Spike-timing based neuronal information processing: applications to vision and speech

Tuesday, January 17, 2012

17:15 h

Lecture Hall (ground floor)
Bernstein Center Freiburg
Hansastraße 9A
79104 Freiburg

Abstract:
The timing of action potentials of sensory neurons contains substantial information about the eliciting stimuli. Although computational advantages of spike-timing-based neuronal codes have long been recognized, it is unclear whether and how neurons can learn to read out such representations. We propose a novel biologically plausible supervised synaptic learning rule, the tempotron, enabling neurons to efficiently learn a broad range of decision rules, even when information is embedded in the spatio-temporal structure of spike patterns and not in mean firing rates. We demonstrate the enhanced performance of the tempotron over the rate-based perceptron in reading out spike patterns from retinal ganglion cell populations.

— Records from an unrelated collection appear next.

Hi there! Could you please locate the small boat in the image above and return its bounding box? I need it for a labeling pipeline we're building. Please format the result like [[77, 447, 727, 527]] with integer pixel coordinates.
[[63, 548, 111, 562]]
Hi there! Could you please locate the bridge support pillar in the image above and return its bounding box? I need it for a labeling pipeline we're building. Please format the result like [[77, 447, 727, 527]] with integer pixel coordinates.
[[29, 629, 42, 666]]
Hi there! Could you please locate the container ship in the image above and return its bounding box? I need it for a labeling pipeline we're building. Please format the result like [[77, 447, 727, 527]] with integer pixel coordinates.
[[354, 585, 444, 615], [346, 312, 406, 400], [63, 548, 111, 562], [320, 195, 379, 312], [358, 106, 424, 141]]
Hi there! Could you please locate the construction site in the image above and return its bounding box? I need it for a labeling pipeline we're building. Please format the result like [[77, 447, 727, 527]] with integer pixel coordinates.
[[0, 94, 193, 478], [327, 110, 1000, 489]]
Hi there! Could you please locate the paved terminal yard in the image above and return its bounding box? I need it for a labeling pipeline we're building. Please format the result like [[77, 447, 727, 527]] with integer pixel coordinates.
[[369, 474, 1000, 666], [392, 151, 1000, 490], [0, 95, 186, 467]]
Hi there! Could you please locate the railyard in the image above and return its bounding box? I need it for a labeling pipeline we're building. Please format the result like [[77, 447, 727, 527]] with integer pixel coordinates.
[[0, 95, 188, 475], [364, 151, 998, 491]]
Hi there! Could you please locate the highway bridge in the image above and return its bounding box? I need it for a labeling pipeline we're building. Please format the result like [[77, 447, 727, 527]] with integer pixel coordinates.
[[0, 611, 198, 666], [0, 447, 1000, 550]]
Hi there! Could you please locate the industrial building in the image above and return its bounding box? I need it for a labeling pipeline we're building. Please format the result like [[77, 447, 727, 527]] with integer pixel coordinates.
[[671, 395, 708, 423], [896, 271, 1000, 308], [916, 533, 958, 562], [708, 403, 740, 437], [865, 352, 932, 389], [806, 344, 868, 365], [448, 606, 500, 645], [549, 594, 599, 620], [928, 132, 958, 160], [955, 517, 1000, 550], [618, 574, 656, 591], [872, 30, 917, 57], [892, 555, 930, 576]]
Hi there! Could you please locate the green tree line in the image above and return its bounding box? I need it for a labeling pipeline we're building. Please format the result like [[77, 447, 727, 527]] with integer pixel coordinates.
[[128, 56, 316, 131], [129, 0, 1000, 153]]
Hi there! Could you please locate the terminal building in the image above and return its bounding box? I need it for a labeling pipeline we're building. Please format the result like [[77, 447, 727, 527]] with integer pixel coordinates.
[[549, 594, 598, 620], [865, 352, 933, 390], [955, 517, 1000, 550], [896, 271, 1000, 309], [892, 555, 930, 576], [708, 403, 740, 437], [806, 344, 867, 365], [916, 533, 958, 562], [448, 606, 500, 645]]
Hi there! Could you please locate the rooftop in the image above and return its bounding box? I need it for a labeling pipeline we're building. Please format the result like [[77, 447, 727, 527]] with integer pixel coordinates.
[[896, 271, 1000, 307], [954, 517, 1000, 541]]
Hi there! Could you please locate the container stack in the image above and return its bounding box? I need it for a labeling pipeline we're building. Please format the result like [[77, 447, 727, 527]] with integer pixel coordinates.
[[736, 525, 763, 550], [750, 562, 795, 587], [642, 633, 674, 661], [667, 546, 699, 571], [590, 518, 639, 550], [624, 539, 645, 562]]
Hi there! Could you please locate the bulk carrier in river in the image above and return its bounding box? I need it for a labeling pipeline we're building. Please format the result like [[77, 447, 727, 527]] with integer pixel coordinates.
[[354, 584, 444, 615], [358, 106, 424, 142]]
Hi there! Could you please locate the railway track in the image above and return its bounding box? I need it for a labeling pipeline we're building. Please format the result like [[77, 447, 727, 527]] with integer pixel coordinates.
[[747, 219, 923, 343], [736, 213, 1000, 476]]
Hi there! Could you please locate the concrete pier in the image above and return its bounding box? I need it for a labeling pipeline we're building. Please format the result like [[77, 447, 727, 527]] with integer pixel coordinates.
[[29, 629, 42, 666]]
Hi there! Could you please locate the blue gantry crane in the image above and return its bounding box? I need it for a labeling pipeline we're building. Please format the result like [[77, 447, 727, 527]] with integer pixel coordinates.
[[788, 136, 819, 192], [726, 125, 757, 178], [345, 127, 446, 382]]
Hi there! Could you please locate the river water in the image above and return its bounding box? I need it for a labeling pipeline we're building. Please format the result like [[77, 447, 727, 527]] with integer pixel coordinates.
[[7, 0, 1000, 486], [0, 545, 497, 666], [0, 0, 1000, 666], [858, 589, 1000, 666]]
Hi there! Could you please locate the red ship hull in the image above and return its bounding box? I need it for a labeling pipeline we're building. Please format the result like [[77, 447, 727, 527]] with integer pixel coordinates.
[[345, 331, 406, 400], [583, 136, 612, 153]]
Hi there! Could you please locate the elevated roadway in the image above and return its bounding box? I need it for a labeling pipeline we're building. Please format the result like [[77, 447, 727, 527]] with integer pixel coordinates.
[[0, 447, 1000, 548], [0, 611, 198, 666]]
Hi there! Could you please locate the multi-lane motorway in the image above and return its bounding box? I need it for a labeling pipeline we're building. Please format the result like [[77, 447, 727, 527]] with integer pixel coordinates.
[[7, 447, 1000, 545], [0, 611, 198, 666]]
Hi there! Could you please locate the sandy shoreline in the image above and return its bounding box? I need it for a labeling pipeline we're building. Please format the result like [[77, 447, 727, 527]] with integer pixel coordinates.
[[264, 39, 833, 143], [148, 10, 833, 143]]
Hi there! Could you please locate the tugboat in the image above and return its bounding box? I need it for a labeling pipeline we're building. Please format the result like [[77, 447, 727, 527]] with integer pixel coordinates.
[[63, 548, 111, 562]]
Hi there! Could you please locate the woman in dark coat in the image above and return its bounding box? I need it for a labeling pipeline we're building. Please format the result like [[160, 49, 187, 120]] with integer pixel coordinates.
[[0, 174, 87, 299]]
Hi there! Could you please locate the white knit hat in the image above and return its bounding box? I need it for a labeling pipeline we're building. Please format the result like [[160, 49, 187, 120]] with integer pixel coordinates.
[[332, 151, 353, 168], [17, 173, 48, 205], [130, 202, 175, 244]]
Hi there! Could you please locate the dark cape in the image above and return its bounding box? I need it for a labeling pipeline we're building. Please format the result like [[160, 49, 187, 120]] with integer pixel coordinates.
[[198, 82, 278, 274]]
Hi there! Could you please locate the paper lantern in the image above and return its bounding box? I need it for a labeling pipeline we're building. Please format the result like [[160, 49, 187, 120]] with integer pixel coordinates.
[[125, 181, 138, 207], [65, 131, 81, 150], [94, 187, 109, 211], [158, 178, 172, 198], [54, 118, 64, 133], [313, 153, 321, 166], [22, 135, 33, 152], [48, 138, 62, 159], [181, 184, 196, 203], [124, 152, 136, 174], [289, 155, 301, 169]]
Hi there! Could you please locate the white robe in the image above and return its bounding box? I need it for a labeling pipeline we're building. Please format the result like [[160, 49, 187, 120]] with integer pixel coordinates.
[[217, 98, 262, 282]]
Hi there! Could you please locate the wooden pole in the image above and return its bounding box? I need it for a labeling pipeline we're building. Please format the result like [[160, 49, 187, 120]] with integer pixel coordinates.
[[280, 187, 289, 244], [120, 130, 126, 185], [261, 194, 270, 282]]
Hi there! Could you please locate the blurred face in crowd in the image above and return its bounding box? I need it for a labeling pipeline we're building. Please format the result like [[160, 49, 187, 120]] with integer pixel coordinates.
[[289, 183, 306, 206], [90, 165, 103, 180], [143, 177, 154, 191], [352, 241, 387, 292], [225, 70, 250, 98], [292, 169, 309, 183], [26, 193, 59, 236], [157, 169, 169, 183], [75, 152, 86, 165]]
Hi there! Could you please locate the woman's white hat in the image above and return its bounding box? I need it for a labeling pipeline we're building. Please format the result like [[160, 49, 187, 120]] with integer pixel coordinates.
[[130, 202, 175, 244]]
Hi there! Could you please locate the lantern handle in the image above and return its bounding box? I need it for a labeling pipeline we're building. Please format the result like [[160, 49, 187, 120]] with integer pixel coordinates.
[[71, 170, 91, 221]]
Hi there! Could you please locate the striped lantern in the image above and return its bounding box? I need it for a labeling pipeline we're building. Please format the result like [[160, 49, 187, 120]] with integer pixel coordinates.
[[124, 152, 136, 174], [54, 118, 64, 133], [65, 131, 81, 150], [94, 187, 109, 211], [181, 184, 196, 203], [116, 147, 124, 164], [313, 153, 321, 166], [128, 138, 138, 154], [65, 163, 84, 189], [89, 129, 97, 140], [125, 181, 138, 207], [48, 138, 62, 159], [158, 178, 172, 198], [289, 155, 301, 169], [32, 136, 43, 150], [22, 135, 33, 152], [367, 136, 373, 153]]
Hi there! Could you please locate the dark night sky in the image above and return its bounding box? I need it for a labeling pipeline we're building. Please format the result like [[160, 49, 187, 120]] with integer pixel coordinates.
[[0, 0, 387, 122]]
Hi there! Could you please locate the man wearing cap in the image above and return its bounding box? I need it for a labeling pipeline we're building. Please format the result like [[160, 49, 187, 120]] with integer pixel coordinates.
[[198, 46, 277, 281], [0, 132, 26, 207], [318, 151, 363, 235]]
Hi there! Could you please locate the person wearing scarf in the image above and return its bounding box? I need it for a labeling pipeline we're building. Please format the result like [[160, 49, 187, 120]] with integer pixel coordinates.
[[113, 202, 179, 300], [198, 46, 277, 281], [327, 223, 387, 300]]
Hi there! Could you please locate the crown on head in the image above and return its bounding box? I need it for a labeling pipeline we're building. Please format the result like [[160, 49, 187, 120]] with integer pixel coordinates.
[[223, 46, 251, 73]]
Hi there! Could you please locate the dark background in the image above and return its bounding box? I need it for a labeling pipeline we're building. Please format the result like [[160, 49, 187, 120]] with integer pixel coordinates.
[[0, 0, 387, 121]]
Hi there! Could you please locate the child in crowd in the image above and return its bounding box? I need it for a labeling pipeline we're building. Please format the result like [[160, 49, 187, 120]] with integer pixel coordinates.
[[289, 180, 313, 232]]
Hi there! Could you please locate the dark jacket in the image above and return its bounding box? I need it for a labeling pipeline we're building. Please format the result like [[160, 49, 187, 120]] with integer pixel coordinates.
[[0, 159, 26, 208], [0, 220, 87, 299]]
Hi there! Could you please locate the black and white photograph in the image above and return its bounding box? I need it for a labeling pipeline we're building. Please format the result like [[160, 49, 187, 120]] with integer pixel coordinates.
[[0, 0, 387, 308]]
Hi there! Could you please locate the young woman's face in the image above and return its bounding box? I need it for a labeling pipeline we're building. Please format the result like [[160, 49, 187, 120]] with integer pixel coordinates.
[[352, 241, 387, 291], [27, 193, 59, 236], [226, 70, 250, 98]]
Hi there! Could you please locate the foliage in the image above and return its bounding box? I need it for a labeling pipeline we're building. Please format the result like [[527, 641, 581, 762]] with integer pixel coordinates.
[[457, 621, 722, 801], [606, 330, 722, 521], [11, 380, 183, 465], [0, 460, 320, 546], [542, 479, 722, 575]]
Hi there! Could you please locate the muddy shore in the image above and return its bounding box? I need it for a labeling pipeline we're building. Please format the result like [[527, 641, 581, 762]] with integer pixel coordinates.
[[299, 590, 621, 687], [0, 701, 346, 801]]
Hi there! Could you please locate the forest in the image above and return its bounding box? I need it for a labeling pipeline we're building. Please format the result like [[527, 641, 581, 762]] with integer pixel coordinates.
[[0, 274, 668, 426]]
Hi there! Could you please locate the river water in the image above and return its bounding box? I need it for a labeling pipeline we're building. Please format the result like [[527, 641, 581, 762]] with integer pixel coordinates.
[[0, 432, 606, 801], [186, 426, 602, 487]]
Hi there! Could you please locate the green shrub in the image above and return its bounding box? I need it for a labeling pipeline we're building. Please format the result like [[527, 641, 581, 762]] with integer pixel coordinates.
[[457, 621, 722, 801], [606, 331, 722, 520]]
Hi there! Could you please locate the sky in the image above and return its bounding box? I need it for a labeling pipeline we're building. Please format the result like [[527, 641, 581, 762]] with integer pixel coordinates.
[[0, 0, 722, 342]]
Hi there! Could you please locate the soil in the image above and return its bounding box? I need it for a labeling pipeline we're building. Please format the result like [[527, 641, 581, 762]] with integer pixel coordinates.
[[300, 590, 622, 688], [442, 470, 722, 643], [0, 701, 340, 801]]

Extending the tempotron to conductance-based voltage kinetics, we show that this model can subserve time-warp invariant processing of afferent spike patterns. Furthermore, we show that the conductance-based tempotron can learn to balance excitation and inhibition to match its integration time constant to the temporal scale of a given processing task. These mechanisms enable already small populations of model neurons to match the performance of state-of-the-art speech recognition systems on isolated word recognition tasks.

The talk is open to the public. Guests are cordially invited!